Graham County records the lowest COVID-19 test positivity rate in the state

Test positivity rate dips below 1 percent for the week of February 21, with only 203 currently active cases

By Jon Johnson

SAFFORD – The Graham County Department of Health and Human Services and Arizona Department of Health Services announced Thursday that Graham County’s COVID-19 test positivity had plummeted to just .7 of a percent for the week of Feb. 21. That was good for the lowest test positivity rate in the state during that time period, and currently, the county only lists 203 active cases out of its roughly 38,000 residents, which equates to roughly only half of 1 percent of Graham County’s population is currently listed as actively having COVID-19.  

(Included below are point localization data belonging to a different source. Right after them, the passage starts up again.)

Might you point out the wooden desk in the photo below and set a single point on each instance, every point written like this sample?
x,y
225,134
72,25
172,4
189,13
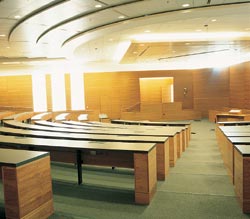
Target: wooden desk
x,y
162,143
41,116
27,184
186,124
140,156
173,133
173,136
220,117
242,175
234,123
21,117
182,130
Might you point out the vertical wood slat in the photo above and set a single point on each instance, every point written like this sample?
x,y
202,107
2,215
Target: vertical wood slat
x,y
28,190
242,178
162,154
145,176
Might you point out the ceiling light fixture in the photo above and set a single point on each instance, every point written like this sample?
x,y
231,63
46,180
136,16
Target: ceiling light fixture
x,y
185,5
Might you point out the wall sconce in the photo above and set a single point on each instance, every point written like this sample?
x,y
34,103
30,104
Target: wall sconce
x,y
185,90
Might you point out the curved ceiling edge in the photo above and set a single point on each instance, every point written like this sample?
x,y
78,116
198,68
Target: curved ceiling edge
x,y
147,15
83,15
35,12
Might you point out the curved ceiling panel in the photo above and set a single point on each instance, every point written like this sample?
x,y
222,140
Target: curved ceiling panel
x,y
93,30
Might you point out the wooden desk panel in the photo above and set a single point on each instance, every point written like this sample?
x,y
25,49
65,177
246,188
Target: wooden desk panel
x,y
162,143
242,176
27,184
80,152
173,141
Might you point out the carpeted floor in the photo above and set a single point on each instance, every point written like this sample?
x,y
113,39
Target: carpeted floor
x,y
197,187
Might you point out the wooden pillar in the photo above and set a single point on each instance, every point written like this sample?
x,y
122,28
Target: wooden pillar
x,y
145,176
242,179
162,154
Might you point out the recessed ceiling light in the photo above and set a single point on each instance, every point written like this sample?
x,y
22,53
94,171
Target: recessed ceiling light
x,y
185,11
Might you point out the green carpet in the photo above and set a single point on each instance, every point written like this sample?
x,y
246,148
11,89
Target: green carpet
x,y
198,187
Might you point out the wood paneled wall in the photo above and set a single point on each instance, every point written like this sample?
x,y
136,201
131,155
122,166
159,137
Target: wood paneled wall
x,y
211,90
16,92
112,93
240,86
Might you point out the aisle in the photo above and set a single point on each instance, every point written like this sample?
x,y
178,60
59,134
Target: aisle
x,y
197,188
199,182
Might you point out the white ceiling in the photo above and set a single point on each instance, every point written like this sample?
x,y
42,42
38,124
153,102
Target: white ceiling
x,y
32,32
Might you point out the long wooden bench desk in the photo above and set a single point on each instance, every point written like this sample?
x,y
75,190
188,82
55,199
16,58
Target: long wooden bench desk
x,y
27,184
241,175
24,116
5,114
220,117
183,130
139,156
234,123
162,144
132,130
151,123
227,137
41,116
172,137
174,134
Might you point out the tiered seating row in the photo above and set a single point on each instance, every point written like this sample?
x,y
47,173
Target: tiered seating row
x,y
149,150
234,145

Less than 1 percent of all Graham County residents who took a COVID-19 test the week of Feb. 21 tested positive for the virus. The week prior the rate was at 13.3 percent and Graham County had a previous high of a 38.9 percent positivity rate for the week of Dec. 13, 2020. 

Additionally, only 3 percent of all hospital visits during the week of Feb. 21 were for COVID-like illnesses for the entire Southeastern Region, which includes Graham, Greenlee, Cochise, Santa Cruz, and Pima counties. Those two areas put Graham County firmly in the minimal transmission zone. 

The third category – cases per 100,000 – was still in the “moderate transmission” zone with 39 per 100,000 during the week of Feb. 21, however, cases have significantly dropped since then and the county is almost assuredly in the minimal zone for that category currently as well, even though ADHS data won’t reflect that for another couple of weeks. Additionally, it takes two weeks in the different transmission zones before the health department changes the status, therefore Graham County is technically still listed as being in “substantial transmission” when in actuality it is almost certainly not. 

Health experts advise that mitigation protocols including physical distancing, wearing face coverings when necessary, washing one’s hands, and getting vaccinated are helping reduce new cases and lessen hospital visits.

Graham County is currently vaccinating every resident who is 55 years or older. Click here to find out how to register.  

Still, the disease can be fatal to some compromised patients who contract it, including two from Safford whose deaths this week were listed by the GCDHHS as being contributed to COVID-19. A common possible contributing factor to those whose deaths have been attributed to COVID-19 throughout the United States has been obesity, which leads to various other health issues. The ADHS lists a report by Trust for America’s Health done in 2019 that showed 29.5 percent of Arizona adults were obese.   

As of Thursday, Graham County has had 5,326 total confirmed cases for the totality of the pandemic, with 5,056 recovered cases, 203 active cases, and 77 deaths.